Karanlıkta Göz Kırpmak..

OLAY yıllar önce Erzincan’ın Tercan ilçesinde geçti. Yoksul Nebo, bekçi parasını vermiyordu. O zamanlar, mahalle bekçilerinin paraları mahalleliden toplanırdı. Nebo, iki buçuk lira bekçi parası isteyen bekçiye:
— Benim neyim var ki, sen benim neyimi bekliyorsun? Vermiyorum! demişti.

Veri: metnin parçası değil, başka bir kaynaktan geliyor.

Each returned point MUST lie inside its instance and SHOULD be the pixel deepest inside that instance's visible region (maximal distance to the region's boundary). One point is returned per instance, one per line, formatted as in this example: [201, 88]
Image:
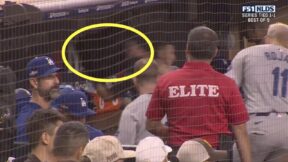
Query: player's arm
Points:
[235, 70]
[237, 116]
[242, 141]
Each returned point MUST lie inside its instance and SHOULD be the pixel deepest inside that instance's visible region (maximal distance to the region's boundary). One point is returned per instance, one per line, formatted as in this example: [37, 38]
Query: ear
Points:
[33, 83]
[45, 138]
[267, 40]
[79, 152]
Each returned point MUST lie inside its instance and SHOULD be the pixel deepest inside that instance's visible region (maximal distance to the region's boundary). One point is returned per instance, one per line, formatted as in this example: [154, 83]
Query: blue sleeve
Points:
[21, 126]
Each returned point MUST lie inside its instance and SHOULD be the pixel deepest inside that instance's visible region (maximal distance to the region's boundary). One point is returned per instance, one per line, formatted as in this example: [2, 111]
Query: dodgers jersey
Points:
[262, 73]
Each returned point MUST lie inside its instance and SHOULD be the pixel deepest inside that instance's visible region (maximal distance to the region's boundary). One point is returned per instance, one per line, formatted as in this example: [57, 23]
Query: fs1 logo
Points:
[259, 9]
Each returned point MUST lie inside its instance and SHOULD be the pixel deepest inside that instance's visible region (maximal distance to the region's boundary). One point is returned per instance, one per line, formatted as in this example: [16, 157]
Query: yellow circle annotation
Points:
[101, 25]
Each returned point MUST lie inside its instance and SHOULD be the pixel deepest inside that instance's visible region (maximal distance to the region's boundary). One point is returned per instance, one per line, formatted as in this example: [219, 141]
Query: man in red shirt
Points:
[198, 101]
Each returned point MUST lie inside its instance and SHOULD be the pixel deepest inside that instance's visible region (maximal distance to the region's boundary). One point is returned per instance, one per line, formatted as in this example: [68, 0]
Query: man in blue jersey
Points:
[44, 83]
[262, 73]
[73, 104]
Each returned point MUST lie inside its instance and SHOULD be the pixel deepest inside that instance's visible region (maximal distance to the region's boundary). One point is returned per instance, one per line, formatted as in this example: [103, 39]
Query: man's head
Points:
[148, 76]
[166, 53]
[43, 78]
[42, 126]
[199, 150]
[70, 140]
[152, 149]
[106, 149]
[73, 104]
[277, 34]
[202, 44]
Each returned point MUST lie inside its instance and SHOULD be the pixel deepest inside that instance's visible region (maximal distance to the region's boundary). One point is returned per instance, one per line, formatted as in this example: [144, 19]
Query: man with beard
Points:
[44, 83]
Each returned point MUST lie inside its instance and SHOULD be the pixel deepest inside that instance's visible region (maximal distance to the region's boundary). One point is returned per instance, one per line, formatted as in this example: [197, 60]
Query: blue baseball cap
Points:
[75, 102]
[41, 67]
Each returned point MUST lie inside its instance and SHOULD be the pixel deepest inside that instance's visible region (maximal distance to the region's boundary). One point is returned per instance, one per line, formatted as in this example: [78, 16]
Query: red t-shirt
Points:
[199, 102]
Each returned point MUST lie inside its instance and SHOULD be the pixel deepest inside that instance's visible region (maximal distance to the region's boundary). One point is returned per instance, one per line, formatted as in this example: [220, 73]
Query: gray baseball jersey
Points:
[262, 73]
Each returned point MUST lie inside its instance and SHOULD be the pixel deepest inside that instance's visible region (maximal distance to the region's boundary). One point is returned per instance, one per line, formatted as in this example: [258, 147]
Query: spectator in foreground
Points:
[41, 130]
[105, 149]
[70, 141]
[199, 150]
[152, 149]
[73, 105]
[198, 101]
[132, 125]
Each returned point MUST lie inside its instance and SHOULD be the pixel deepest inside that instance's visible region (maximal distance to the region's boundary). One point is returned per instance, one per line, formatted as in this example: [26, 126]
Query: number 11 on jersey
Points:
[284, 74]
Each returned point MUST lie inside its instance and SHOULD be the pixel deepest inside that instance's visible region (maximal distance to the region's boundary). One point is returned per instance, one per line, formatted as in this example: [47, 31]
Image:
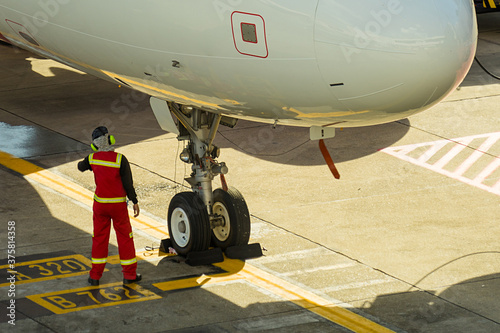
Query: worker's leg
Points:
[100, 240]
[126, 248]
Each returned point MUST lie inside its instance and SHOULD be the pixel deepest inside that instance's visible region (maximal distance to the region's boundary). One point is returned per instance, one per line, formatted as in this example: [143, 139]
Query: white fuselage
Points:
[300, 62]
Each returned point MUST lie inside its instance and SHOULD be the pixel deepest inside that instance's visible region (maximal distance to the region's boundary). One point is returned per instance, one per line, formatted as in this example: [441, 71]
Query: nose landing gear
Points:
[204, 217]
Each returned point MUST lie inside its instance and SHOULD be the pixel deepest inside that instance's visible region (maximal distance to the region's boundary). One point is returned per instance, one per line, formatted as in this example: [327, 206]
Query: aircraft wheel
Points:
[188, 223]
[231, 206]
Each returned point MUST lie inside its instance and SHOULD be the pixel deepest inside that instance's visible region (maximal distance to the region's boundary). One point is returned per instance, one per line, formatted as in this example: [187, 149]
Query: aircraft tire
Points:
[188, 223]
[232, 207]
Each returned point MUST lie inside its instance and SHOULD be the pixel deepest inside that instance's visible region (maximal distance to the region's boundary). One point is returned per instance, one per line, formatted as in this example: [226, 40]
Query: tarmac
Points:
[406, 241]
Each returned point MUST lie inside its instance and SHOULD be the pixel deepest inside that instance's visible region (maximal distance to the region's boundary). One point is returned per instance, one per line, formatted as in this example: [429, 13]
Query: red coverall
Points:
[110, 168]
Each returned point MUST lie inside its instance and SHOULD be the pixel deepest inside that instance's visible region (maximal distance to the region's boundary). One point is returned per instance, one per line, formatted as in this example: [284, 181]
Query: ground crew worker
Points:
[114, 183]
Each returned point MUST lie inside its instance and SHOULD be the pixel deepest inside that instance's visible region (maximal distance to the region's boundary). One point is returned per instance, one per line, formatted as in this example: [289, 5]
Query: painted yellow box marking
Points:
[61, 302]
[47, 269]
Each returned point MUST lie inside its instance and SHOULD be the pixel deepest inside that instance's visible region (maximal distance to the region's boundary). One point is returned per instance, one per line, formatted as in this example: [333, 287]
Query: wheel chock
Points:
[207, 257]
[243, 252]
[165, 244]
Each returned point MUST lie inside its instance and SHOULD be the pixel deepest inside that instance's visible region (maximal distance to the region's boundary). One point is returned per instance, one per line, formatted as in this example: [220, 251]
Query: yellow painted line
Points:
[239, 270]
[203, 280]
[61, 302]
[303, 298]
[74, 191]
[236, 269]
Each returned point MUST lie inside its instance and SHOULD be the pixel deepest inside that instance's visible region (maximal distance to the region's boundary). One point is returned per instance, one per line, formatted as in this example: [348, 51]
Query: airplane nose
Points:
[393, 58]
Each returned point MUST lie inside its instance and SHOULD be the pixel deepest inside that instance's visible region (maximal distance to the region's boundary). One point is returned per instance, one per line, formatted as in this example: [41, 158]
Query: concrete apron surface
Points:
[406, 240]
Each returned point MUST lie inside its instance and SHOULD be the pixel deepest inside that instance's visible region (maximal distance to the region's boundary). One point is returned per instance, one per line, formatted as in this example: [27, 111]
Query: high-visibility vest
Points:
[106, 168]
[491, 4]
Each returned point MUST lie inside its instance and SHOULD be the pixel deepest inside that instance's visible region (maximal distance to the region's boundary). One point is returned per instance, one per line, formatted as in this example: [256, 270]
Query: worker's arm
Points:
[84, 165]
[128, 183]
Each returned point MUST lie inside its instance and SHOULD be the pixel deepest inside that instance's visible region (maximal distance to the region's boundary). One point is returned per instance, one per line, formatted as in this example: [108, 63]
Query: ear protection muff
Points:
[98, 132]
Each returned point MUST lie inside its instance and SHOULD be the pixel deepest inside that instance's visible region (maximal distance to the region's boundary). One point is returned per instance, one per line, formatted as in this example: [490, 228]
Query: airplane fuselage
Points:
[301, 62]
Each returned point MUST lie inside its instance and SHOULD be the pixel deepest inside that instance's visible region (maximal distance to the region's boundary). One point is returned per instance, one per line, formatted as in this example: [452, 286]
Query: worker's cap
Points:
[98, 132]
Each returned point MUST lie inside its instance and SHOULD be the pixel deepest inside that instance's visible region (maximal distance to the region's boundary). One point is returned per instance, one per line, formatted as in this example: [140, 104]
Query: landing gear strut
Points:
[204, 217]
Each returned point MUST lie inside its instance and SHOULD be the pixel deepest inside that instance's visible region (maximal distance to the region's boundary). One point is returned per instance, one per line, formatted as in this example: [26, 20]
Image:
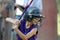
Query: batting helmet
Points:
[31, 13]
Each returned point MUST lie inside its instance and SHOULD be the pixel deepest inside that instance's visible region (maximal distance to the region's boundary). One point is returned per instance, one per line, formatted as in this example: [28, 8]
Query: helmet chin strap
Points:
[25, 9]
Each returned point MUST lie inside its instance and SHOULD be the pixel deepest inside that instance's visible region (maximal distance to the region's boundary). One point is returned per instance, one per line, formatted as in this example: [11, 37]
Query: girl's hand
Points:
[13, 21]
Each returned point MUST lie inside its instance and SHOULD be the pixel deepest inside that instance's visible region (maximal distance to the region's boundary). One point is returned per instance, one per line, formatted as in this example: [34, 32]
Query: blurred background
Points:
[47, 32]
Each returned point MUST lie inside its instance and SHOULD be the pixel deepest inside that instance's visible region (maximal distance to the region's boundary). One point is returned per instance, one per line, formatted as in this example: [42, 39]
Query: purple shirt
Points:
[25, 30]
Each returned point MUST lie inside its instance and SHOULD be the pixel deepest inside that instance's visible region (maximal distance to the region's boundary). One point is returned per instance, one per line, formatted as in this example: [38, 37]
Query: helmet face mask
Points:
[32, 13]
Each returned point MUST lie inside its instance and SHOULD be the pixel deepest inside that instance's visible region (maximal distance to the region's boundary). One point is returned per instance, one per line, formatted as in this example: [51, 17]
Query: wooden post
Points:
[48, 31]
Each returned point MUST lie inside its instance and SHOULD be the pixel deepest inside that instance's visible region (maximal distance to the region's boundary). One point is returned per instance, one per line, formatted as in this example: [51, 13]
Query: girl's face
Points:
[35, 20]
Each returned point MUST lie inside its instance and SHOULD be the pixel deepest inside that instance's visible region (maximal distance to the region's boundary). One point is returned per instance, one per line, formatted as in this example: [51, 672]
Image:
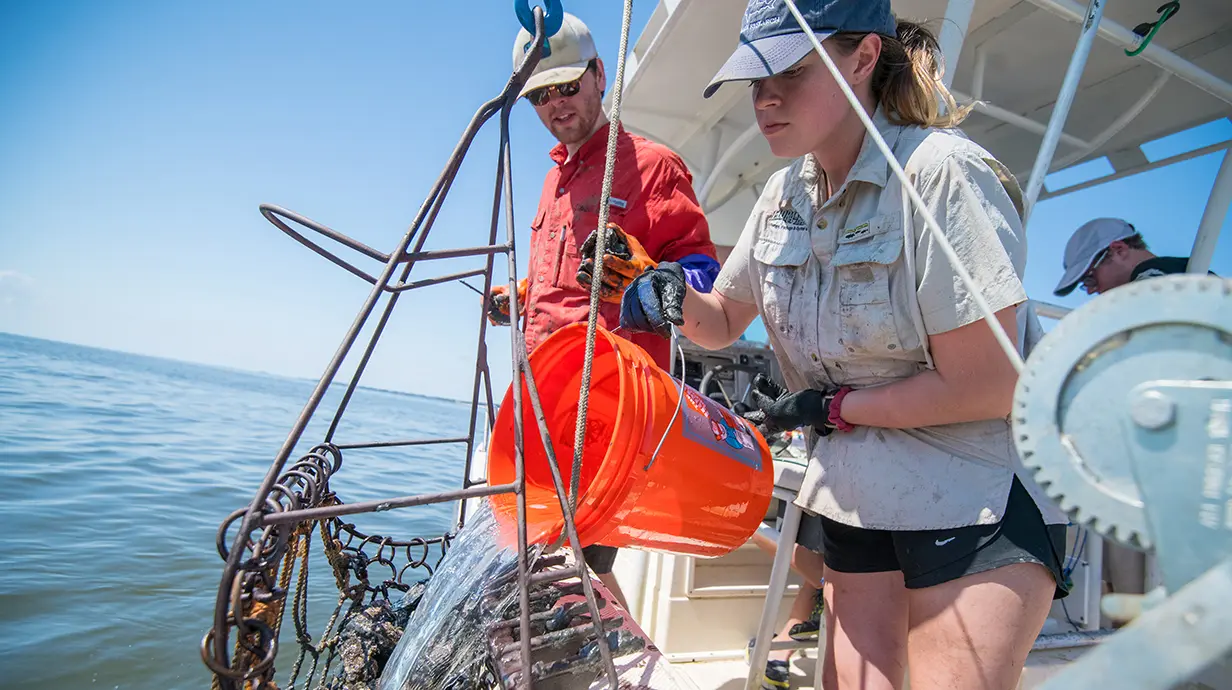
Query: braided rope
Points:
[579, 435]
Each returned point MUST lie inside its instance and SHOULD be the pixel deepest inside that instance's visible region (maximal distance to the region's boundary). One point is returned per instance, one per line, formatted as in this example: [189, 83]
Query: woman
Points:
[938, 560]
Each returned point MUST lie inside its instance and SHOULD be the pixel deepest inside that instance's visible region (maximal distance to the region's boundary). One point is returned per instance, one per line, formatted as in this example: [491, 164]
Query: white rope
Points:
[596, 280]
[933, 226]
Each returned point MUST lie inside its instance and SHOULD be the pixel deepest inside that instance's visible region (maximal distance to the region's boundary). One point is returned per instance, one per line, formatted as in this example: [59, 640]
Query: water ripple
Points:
[117, 471]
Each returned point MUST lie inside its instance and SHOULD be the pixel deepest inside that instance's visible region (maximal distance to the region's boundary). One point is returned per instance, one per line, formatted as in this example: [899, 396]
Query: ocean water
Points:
[116, 471]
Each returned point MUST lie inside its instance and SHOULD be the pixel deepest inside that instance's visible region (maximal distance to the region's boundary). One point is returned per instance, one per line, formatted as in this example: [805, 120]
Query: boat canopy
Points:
[1013, 58]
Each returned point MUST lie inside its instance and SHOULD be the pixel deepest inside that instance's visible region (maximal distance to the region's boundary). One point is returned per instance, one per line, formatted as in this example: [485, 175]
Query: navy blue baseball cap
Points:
[771, 40]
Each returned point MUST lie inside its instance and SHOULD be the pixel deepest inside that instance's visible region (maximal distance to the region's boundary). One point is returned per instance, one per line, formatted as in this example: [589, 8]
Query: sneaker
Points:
[810, 630]
[778, 677]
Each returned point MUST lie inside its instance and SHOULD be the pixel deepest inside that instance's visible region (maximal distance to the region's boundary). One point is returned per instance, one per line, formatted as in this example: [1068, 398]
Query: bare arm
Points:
[715, 322]
[972, 381]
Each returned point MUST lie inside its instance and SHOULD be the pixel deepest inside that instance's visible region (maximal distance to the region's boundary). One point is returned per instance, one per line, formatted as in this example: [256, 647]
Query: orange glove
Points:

Bekçi, kaymakama çıktı. Kaymakam, ağalarla oturmuş çay içiyordu. Bekçi:
— Efendim, dedi, böyle böyle. Nebo iki buçuk lira bekçi parasını vermedi. “Sen benim neyimi bekliyorsun ki, para vereyim?” dedi. Bekçi üstelemesine ekledi:
— Efendim, bekçi parasını vermediği gibi, “bekçi parasını, ağalar, beyler versin-” dedi. Kaymakam kızmıştı:
— Başlatma şimdi ağasından, beyinden! dedi. Git, Nebo’yu buraya çağır...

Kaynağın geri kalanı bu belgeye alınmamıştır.